If you’re traveling in China early in the year, you’ll probably notice a buzz that seems to creep up out of nowhere. Typically composed and reserved as a people, you may even find a sense of anticipation and excitement permeating the air everywhere you visit in China.
Well, it’s no surprise. With Chinese New Year celebrations literally just around the corner – in 2020, it starts on 25 January – it’s all action stations as people make ready for this auspicious celebration.
Unlike New Year in Western culture, Chinese New Year is celebrated in an altogether different way. Rather than flutes of champagne, party poppers and countdowns till midnight, Chinese New Year is a tradition that sets it apart from other celebrations.
Want to know how to celebrate Chinese New Year? Let’s show you how it’s done.
Chinese New Year is all about tradition
If you’re going to celebrate Chinese New Year, you’d better prepare yourself for a tradition that some say goes back millennia.
It’s not entirely clear just when Chinese New Year first kicked off, however it’s believed to have come about during the Shang Dynasty, which ran from 1766 BC to 1122 BC. Like many Chinese traditions, this means it originated a long, long time ago.
There are others who believe Chinese New Year emerged even earlier, attributing the tradition to the time of Emperors Yao and Shun, around 2300 BC.
While historians may debate the origins, there’s little argument the Chinese New Year tradition, we have Emperor Wu of the Han Dynasty (206BC to 220BC) to thank for creating a set way to measure the lunar year, including establishing the first month of the traditional Chinese calendar as the start of the year.
If all this talk of dynasties and emperors is confusing you, don’t let it. If you want to celebrate Chinese New Year, just remember it occurs around a month after the Gregorian calendar’s New Year on the first day of the year. Think of it as a bonus celebration and opt in to the ways the Chinese commemorate this important annual event.
What happens at Chinese New Year?
Chinese New Year is not just any ordinary celebration. In fact, it’s the country’s most significant, which is no small feat considering there are a seriously large number in the Chinese calendar. Chinese people say Guo Nian (过年), which is literally translated as pass over Nian, but actually means to celebrate the Chinese New Year.
Chinese New Year is also called Spring Festival. Running over seven days, Chinese New Year is a public holiday throughout the whole country. If you’re traveling during this time, expect to find unusually quiet streets in otherwise busy cities. On the other hand, domestic travel to just about any destination in China can be a challenge.
People take advantage of the opportunity to slow down by visiting family and friends (often in some other part of the country). It’s a time of reunion and reconnection. Everyone tries to return to their hometown to reunite with parents and relatives.

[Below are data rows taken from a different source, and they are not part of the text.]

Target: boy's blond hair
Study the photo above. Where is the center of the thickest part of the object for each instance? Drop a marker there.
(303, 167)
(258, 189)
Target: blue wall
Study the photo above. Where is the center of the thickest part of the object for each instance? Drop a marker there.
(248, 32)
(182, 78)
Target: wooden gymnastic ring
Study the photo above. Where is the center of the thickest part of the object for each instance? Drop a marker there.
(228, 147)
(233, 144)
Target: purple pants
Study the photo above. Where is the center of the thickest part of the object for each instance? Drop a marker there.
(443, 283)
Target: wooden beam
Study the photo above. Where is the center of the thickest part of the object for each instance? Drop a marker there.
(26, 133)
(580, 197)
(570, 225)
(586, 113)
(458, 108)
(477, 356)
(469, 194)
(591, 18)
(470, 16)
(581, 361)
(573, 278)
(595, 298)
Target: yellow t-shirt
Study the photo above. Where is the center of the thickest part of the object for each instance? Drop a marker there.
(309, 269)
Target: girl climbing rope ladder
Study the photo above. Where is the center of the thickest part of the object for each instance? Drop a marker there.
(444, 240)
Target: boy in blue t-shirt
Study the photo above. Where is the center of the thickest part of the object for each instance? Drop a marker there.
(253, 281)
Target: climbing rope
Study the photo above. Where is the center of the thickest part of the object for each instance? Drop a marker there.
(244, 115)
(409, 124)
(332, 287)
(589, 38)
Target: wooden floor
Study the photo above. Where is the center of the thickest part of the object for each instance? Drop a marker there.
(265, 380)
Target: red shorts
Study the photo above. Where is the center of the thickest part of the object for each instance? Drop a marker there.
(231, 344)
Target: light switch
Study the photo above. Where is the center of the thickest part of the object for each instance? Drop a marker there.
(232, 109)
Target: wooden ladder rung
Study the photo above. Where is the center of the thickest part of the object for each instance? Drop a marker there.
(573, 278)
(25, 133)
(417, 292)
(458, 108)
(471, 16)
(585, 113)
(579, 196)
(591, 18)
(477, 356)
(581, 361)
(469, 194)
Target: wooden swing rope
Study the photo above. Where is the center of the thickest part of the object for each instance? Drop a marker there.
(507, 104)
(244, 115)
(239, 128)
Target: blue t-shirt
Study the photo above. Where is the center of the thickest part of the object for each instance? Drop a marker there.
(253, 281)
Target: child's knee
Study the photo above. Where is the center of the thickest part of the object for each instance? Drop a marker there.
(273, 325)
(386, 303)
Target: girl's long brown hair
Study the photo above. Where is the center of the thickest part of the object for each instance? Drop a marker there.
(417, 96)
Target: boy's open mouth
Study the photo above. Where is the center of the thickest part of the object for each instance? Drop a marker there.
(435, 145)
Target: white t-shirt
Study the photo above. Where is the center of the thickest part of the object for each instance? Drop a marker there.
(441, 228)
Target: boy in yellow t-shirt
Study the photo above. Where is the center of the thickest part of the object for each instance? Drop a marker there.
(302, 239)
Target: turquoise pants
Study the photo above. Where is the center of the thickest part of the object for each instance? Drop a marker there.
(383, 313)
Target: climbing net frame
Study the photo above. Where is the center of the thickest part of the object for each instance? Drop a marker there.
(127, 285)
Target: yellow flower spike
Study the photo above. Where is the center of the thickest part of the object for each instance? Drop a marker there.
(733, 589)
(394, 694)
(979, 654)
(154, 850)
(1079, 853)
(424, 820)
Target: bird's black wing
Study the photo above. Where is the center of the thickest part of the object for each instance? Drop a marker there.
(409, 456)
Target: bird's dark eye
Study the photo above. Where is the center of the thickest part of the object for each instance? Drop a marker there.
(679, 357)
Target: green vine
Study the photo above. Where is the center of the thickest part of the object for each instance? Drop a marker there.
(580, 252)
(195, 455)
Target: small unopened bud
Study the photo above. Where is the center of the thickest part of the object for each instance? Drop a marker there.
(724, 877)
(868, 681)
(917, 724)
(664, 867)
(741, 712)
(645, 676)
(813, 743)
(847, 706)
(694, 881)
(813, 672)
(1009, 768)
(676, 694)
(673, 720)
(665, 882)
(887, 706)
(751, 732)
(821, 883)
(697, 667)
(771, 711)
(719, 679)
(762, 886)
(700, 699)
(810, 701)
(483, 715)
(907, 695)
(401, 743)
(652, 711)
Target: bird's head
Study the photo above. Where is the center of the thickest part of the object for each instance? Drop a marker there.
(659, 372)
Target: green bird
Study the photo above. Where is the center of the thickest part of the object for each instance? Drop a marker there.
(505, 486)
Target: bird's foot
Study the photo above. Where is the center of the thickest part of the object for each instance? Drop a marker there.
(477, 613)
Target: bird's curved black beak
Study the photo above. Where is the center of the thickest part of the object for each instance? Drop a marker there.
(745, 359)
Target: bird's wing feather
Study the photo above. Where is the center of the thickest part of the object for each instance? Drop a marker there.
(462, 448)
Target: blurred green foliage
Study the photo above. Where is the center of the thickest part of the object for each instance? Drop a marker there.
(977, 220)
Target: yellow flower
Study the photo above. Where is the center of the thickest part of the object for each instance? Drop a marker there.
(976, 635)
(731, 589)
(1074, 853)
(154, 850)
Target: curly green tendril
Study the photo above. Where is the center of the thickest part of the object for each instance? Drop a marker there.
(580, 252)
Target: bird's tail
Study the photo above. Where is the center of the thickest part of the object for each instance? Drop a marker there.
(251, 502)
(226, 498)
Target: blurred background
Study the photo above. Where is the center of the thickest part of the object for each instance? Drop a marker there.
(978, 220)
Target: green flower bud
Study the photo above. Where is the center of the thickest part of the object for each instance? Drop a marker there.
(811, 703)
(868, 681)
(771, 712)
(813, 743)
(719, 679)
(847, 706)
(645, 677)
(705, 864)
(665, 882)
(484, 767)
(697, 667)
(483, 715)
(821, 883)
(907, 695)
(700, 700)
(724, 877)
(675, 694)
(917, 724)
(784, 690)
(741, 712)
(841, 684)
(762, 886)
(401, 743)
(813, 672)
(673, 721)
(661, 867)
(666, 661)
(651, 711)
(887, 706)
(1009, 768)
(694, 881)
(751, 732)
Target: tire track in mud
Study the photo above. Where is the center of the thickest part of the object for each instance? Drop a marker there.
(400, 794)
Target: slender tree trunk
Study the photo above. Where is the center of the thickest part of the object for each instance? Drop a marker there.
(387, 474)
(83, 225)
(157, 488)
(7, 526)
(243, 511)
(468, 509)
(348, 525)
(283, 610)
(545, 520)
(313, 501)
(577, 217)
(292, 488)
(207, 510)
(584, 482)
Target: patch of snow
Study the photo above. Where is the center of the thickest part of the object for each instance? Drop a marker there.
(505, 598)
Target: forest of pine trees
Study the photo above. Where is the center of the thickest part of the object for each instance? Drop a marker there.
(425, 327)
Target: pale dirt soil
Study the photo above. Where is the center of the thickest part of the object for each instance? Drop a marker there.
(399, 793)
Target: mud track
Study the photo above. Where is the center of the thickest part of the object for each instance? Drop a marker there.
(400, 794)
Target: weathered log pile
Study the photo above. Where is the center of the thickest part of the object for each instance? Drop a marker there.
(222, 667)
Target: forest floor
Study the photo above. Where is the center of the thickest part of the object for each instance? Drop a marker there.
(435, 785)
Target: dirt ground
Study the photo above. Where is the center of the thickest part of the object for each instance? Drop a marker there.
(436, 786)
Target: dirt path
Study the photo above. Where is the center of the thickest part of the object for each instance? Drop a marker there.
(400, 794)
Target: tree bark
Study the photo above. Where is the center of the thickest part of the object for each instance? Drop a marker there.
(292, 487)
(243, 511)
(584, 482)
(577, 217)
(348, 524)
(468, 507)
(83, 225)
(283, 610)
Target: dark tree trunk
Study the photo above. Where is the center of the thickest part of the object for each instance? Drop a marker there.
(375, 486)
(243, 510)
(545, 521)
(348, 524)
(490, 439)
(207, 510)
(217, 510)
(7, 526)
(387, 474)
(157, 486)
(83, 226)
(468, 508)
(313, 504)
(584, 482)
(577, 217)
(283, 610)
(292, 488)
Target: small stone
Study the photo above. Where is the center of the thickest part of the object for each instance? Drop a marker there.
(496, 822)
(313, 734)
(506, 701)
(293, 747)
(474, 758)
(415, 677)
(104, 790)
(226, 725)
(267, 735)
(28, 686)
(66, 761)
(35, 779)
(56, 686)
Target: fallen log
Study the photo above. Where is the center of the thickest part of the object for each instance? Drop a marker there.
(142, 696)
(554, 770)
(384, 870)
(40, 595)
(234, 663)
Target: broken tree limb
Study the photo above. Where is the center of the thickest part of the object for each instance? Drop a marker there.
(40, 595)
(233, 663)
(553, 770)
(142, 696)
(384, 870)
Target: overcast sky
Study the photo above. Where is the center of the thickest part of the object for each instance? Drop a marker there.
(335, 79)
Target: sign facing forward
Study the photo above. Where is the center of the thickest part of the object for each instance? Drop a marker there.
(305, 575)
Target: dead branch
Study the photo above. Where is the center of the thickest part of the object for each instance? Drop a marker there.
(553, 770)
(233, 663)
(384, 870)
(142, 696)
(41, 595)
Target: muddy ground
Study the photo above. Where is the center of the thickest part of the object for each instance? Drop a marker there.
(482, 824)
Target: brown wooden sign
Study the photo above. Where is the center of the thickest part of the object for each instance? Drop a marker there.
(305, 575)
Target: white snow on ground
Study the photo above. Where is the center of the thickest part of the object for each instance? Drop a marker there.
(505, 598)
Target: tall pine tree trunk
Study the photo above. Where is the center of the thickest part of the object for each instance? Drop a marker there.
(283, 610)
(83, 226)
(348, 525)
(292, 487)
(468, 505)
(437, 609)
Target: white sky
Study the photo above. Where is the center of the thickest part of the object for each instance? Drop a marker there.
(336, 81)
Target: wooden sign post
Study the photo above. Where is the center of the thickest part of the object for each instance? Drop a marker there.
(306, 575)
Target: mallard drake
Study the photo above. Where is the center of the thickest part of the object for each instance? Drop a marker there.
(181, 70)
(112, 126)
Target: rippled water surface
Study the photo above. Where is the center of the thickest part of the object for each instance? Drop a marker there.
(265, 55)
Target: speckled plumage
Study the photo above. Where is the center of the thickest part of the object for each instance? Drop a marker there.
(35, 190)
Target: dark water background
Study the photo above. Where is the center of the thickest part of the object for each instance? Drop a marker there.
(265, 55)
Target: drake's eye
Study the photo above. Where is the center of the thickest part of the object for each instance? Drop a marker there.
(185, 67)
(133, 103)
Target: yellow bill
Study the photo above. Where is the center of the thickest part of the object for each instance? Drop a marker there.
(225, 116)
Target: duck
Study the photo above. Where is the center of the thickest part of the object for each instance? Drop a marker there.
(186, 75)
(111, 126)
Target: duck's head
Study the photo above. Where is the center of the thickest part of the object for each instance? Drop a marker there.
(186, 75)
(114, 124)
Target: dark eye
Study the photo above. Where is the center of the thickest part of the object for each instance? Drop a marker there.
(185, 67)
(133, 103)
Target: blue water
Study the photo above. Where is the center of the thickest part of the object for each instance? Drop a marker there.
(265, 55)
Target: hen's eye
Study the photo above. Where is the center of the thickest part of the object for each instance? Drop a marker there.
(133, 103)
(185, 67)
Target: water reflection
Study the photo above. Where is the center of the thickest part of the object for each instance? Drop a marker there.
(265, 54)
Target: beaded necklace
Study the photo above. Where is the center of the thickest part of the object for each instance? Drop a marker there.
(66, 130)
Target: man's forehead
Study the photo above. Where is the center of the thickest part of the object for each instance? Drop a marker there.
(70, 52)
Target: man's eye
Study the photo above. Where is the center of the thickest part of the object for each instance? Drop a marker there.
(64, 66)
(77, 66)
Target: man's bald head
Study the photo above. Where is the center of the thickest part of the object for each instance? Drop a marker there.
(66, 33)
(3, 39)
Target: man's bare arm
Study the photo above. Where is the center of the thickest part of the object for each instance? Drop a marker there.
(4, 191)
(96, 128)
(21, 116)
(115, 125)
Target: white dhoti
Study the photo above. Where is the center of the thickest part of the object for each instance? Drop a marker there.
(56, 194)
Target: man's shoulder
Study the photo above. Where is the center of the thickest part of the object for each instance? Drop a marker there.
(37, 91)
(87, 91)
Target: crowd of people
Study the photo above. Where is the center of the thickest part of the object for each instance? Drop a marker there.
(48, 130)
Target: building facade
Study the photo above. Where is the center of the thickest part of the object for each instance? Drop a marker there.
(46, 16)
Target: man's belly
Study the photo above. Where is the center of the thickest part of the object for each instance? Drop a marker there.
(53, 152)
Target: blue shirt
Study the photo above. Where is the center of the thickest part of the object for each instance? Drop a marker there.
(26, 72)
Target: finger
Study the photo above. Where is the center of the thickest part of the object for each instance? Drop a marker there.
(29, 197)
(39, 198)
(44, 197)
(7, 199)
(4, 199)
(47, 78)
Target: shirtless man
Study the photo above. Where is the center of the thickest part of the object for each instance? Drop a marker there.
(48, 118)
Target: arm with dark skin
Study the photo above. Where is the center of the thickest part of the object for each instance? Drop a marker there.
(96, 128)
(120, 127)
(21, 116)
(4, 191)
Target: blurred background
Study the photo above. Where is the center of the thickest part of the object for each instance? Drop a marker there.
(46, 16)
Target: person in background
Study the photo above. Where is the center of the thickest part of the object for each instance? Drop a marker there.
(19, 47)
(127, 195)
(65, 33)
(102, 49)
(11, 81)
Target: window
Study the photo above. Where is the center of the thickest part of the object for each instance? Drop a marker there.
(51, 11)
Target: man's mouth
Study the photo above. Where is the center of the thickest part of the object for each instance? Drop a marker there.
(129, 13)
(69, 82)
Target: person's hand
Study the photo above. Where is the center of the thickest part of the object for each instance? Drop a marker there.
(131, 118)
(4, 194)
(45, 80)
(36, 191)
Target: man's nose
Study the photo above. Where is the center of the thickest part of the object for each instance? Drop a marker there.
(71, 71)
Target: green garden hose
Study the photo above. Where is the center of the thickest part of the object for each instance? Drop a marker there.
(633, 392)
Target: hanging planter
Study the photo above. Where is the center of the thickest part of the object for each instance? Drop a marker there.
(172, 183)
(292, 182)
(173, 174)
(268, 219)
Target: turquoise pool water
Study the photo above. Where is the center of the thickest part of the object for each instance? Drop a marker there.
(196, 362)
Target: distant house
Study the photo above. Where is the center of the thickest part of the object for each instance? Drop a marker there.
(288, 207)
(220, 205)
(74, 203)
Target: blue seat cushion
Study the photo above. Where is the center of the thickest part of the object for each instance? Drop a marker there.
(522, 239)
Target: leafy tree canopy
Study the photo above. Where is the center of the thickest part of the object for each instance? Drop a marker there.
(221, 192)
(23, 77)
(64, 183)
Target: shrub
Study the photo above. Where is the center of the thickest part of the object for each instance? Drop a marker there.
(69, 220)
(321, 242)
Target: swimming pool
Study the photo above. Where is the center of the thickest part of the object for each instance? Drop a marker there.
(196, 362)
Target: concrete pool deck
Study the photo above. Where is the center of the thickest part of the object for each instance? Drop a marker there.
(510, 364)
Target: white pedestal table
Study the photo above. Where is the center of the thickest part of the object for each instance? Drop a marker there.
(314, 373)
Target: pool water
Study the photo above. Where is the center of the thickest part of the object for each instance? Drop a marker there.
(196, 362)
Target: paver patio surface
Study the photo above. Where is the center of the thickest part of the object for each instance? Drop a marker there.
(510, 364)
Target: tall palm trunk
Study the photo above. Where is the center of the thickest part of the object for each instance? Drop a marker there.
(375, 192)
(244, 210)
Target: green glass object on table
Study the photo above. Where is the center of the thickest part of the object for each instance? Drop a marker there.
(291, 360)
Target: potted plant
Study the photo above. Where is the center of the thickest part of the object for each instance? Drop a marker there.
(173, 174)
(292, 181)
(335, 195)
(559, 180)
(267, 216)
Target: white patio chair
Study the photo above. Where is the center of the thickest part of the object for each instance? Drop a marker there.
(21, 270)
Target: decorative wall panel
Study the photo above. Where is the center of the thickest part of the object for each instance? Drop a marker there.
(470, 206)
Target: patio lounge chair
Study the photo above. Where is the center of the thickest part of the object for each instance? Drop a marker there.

Food is how you celebrate Chinese New Year
Food is such an integral part of Chinese life that it’s impossible to think of Chinese New Year without it.
First, there’s the essential big family dinner or Spring Festival Dinner – Nian Ye Fan (年夜饭) on New Year’s Eve. Considered a sumptuous affair, it’s a meal that finds every family going all out with meats, seafood, and of course, dumplings. Apart from being utterly delicious, having dumplings to celebrate Chinese New Year is significant. Shaped like an ancient Chinese gold ingot, making the dumplings together as a family means wrapping up wealth and prosperity, as well as living in happy union with family members.
But there’s more than dumplings to be enjoyed. China is a vast place and every region has its own food traditions to celebrate Chinese New Year.
While a northern Chinese family will prepare a feast around dumplings, a southern Chinese family will dine on sticky rice balls, or spring rolls as part of their banquet to celebrate the Chinese New Year. Like dumplings, the sticky rice balls are symbolic too. The spherical shape of the tang yuan signifies family reunion and happiness.
Fish (鱼Yu ) is also a staple main dish. Why? Because in Chinese, both the pronunciation of fish and its meaning are potent symbols. Meaning prosperous, fish or Nian Nian You Yu (年年有余) confers good wishes on the recipient, literally meaning Have savings every year. The Chinese are deeply poetic and it’s any wonder that Chinese New Year food is all “good luck” food.